Next gen filesystems (ZFS, BtrFS, ReFS, APFS, etc)

Discussion in 'Storage & Backup' started by elvis, May 20, 2016.

  1. OP
    OP
    elvis

    elvis Old school old fool

    Joined:
    Jun 27, 2001
    Messages:
    30,823
    Location:
    Brisbane
    No, he didn't say that at all. He said, and I quote direct from your link:

    "ZFS can mitigate this risk to some degree".
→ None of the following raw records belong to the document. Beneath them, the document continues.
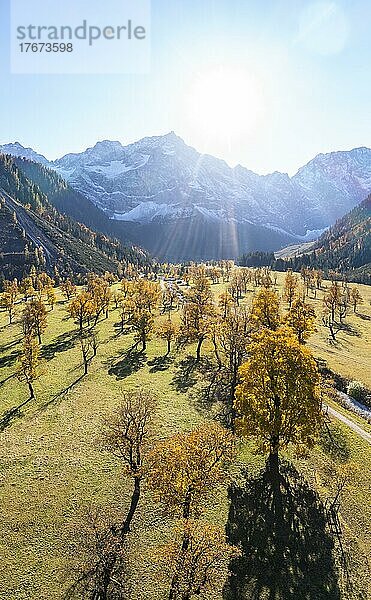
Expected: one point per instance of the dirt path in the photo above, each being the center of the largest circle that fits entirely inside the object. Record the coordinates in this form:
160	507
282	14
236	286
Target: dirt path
356	428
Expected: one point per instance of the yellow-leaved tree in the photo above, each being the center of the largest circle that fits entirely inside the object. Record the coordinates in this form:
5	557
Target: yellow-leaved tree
28	368
278	399
186	467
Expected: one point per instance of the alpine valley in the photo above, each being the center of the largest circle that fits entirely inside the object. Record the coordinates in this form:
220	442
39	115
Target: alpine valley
178	204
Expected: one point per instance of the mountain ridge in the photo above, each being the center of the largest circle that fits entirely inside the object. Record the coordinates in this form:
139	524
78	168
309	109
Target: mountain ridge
159	187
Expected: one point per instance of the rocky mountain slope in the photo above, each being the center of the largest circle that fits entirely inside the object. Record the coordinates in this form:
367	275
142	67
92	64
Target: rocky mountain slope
34	232
180	204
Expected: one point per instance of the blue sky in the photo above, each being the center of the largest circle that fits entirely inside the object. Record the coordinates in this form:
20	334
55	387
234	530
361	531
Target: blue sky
308	64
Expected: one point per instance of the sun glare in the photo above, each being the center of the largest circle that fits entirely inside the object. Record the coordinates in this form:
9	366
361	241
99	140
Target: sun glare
225	103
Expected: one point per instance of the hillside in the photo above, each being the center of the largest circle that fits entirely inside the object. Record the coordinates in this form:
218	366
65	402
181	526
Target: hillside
344	248
30	222
182	205
67	200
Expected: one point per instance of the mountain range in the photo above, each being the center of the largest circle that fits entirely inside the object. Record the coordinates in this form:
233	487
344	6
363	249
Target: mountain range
34	232
182	205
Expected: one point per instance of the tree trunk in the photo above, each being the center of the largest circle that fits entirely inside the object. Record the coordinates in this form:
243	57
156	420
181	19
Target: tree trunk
125	527
32	393
198	352
123	531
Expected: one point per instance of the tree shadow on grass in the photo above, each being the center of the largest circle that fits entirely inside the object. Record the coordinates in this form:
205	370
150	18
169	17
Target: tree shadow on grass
186	375
9	345
11	415
363	316
350	330
9	359
64	342
131	363
159	363
60	395
287	553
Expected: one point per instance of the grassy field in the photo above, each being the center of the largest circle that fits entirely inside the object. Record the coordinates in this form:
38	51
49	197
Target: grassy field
52	468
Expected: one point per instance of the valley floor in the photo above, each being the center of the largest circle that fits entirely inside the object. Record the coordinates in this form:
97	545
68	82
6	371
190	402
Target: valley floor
52	468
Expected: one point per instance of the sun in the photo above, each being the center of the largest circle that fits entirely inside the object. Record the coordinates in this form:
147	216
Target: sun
225	103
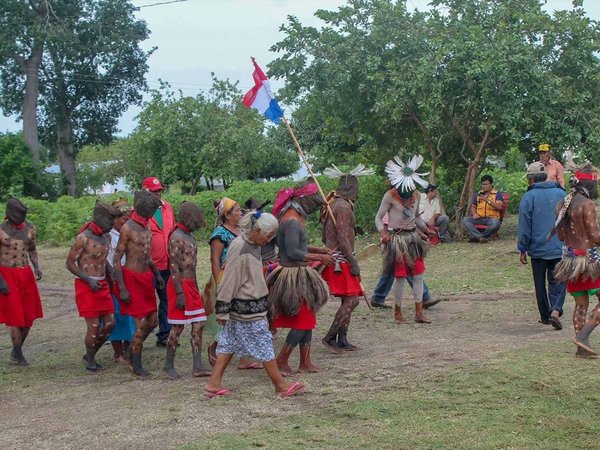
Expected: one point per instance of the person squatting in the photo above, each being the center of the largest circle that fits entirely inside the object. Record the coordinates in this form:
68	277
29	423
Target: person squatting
264	274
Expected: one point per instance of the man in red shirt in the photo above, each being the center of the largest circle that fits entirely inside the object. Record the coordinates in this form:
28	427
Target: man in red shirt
554	169
161	225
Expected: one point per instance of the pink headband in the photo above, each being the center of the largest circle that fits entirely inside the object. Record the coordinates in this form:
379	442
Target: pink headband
285	195
586	176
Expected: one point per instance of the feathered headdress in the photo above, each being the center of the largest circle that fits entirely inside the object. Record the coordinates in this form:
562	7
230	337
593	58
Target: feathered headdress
403	176
358	171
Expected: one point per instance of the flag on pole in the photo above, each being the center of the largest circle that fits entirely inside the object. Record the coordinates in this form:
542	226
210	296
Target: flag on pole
261	97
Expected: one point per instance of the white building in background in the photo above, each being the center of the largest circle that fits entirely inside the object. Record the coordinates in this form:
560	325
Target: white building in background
108	188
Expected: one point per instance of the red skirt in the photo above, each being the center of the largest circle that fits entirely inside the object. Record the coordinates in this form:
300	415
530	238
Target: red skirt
194	305
141	293
306	319
93	304
580	285
402	270
342	284
22	305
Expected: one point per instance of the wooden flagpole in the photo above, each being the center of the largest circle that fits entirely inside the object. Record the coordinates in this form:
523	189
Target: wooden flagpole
301	153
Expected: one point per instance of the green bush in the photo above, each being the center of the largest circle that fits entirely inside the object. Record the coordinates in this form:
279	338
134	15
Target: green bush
59	222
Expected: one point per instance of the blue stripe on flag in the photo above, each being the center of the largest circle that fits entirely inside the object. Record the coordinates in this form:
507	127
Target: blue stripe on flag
274	112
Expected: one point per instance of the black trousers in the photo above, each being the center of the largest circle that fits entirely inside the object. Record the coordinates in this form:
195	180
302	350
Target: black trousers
550	298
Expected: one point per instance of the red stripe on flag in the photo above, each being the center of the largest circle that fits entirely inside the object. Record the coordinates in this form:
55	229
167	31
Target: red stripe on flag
258	75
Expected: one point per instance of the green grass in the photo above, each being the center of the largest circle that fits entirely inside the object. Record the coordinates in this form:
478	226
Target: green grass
531	398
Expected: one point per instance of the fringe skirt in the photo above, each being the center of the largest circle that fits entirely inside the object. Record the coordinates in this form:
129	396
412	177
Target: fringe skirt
292	287
578	265
404	248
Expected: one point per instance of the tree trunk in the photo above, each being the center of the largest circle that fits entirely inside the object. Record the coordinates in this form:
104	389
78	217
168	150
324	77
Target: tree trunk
194	185
32	84
66	154
469	186
429	143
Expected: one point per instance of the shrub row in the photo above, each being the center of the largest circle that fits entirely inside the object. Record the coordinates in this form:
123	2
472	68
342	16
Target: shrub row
58	222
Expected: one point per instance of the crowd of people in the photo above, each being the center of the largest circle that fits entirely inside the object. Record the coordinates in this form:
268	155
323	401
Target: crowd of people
265	276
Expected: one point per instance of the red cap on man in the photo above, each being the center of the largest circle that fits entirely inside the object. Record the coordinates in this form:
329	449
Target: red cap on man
152	184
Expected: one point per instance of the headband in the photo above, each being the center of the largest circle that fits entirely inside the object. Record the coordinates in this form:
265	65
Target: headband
285	195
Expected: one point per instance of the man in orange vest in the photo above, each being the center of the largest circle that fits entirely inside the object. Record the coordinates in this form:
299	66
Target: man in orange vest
162	225
485	210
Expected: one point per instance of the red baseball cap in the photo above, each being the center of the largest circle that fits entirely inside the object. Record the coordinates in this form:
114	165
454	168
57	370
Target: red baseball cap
152	184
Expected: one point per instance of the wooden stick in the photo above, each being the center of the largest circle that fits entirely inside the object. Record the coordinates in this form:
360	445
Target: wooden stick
301	153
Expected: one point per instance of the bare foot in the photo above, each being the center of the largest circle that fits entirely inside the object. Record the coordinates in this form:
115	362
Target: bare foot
18	361
309	368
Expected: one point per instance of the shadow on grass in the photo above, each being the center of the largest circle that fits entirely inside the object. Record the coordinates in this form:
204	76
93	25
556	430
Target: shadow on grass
527	398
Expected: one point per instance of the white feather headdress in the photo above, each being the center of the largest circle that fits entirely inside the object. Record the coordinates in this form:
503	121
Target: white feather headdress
358	171
404	176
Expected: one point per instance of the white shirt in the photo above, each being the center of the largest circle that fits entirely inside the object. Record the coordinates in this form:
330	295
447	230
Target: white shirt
114	240
429	209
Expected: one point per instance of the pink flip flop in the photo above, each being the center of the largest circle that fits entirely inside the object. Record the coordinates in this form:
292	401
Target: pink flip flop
221	393
296	388
254	365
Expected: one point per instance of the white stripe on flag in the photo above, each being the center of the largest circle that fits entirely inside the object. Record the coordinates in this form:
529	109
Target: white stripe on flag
262	100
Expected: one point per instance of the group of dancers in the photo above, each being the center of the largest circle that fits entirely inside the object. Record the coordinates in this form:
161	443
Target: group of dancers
265	277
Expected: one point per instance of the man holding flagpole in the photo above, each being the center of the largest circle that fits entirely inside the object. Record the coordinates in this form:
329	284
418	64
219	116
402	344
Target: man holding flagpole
261	98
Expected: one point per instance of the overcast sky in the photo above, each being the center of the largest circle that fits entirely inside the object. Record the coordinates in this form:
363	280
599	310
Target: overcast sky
197	37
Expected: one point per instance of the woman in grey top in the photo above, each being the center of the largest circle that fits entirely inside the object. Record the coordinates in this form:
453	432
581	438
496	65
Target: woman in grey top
242	307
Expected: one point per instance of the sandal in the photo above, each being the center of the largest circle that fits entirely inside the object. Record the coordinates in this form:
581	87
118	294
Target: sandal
296	388
220	393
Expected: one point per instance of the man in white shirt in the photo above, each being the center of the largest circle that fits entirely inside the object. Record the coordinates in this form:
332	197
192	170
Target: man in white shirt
431	213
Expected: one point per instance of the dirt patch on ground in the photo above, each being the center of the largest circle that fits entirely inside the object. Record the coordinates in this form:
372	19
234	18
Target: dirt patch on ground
55	404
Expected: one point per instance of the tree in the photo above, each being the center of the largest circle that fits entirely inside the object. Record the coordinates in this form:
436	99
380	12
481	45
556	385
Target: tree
211	135
462	83
92	70
16	169
23	33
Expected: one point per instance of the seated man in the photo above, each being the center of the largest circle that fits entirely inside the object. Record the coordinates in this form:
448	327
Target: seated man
485	210
431	213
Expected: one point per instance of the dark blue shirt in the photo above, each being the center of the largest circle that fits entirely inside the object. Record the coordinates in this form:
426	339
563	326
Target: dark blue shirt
536	219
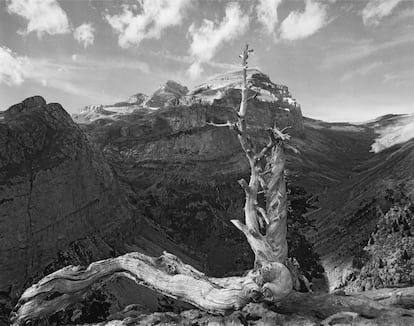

    That does not equal "you don't need ECC RAM". Risk mitigation does not mean removing risk all together. ("Mitigate" means "to make something less severe" - as in you can mitigate the loss of a leg with a prosthetic, but you still don't have your leg). He then went on to say (and again I quote):

    "if you love your data, use ECC RAM"

    That's pretty black and white. His comparisons to other file systems is that their integrity checking is no better without ECC than ZFS is without ECC, which is a bit of a "well duh" statement. As has been repeated in this thread, ECC is mandatory if you care about strict data integrity on any next-gen file system. That's not a ZFS-specific statement. That's just a fact about current computer architecture, independent of what's on your hard disk.
     
  2. Biel_Tann

    Biel_Tann Member

    Joined:
    Nov 8, 2004
    Messages:
    217
    I'm just gonna post the quote to get rid of ambiguity in what I say as I seem to not be communicating it well....

     
  3. Doc-of-FC

    Doc-of-FC Member

    Joined:
    Aug 30, 2001
    Messages:
    2,898
    Location:
    Canberra
    Fuck ram, people are still unknowingly passing data to non BBU write caches on disks, with 128MB caches these days on large tubs that's insanity right there.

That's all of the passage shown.